MAN DOWN. AGAIN.
After Peter Gabriel left Genesis in 1975, the band responded with the then biggest-selling album of their career. When Steve Hackett left two years later, could they survive this second loss? In our exclusive book extract, Collins, Rutherford, Banks and Hackett tell how they again triumphed in the face of adversity.
Words: Mario Giammetti
GETTY
By June of 1977, Genesis were back on the road in Europe after playing an extensive (and successful) North American and Brazilian tour. They started out in Stockholm on the 4th before moving on to Berlin. The band then played four shows in Paris (recordings from these concerts in the French capital were released a few months later as the extraordinary live album Seconds Out), followed by dates in Cologne, Offenbach am Main and Bremen in Germany, before three shows at London’s Earls Court opened by Richie Havens.
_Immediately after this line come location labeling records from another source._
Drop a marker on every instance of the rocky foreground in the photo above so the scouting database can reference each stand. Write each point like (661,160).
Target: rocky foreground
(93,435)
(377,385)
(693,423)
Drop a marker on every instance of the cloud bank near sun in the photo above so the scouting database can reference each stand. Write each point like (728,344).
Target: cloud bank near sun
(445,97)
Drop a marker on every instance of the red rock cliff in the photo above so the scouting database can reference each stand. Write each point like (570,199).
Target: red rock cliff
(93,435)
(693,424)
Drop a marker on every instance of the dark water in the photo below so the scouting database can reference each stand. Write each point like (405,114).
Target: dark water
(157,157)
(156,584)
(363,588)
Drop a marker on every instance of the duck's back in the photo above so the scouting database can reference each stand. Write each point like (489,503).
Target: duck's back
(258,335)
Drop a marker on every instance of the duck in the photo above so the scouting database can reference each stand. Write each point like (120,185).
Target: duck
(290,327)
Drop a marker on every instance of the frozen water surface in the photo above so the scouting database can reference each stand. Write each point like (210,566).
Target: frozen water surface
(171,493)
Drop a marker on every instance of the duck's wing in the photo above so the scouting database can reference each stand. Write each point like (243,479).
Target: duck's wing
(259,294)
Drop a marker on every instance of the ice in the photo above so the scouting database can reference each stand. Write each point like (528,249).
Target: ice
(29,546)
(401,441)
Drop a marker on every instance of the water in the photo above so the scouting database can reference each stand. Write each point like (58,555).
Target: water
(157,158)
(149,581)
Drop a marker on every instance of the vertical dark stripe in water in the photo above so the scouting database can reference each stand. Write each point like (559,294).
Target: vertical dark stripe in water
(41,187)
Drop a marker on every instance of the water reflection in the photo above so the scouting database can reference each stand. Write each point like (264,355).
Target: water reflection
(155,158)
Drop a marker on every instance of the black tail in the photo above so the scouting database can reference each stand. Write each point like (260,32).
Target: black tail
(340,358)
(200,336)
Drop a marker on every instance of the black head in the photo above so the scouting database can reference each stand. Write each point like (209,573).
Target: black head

The Wind And Wuthering tour succeeded in consolidating Genesis’s standing; at long last they were stars in the UK, popular throughout Europe and had a growing following in America, added to which they gained their first and fantastic foothold in the South American market. The five musicians were, quite simply, in magnificent form. New boy Chester Thompson was the perfect drummer for Genesis, with his great technique placed at the band’s service. Now, more confident than ever in his role as frontman and having acquired a certain amount of rapport with the audience, Phil Collins sang perfectly, ironing out the few imperfections of the previous tour, and his contribution on drums was spectacular, not only in the instrumentals …In That Quiet Earth and Los Endos, but also in sections of One For The Vine, Robbery, Assault And Battery, Firth Of Fifth, Supper’s Ready and, doubling up on drums, the final sections of Afterglow and The Musical Box.
Mike Rutherford was at the top of his game as an instrumentalist too, playing on his new Shergold double-neck guitar with a 12-string at the top and bass at the bottom, not forgetting his essential contributions on bass pedals. Tony Banks was phenomenal as always on his array of keyboards, while Steve Hackett (who on the previous tour had stopped playing sitting down) appeared at perfect ease, with his guitar solos enjoying greater space than usual.
With major success finally knocking on their door, what more could Genesis want? However, for one band member, all their success did not appear to be enough.
“Steve has since said, apparently, that had he got in the car with me that day, he wouldn’t have left the band.”
Phil Collins
Steve Hackett: “I was starting to write more and more material and it was harder and harder to incorporate that into a band format. Plus, I wanted to work with other people. Brilliant though the members of Genesis were, I felt I had to take the risk in order to find out just how good I was on my own. There’s a voice that tells you that you’ve got to see whether you’re up to scratch or not. Doing the first solo record [Voyage Of The Acolyte, 1975] was a bit like turning on a tap.”
Tony Banks: “I think Steve probably felt that he couldn’t get enough of his own writing into the band. He felt that Genesis was always going to be dominated a little bit by what Mike and I decided and that he wouldn’t be able to get his stuff through. I have to say, there were various things that he wrote that we didn’t do, you know, that maybe we didn’t particularly go for. The important thing was that we all had to like it, unless you shouted very loud, in which case you ended up doing it anyhow, like I did with One For The Vine. I think he felt frustrated by that and I’m sure that was one of the reasons why he left. Beyond that, I’ve no idea. Perhaps he thought it was time to try and go solo and, you know, take his chances.”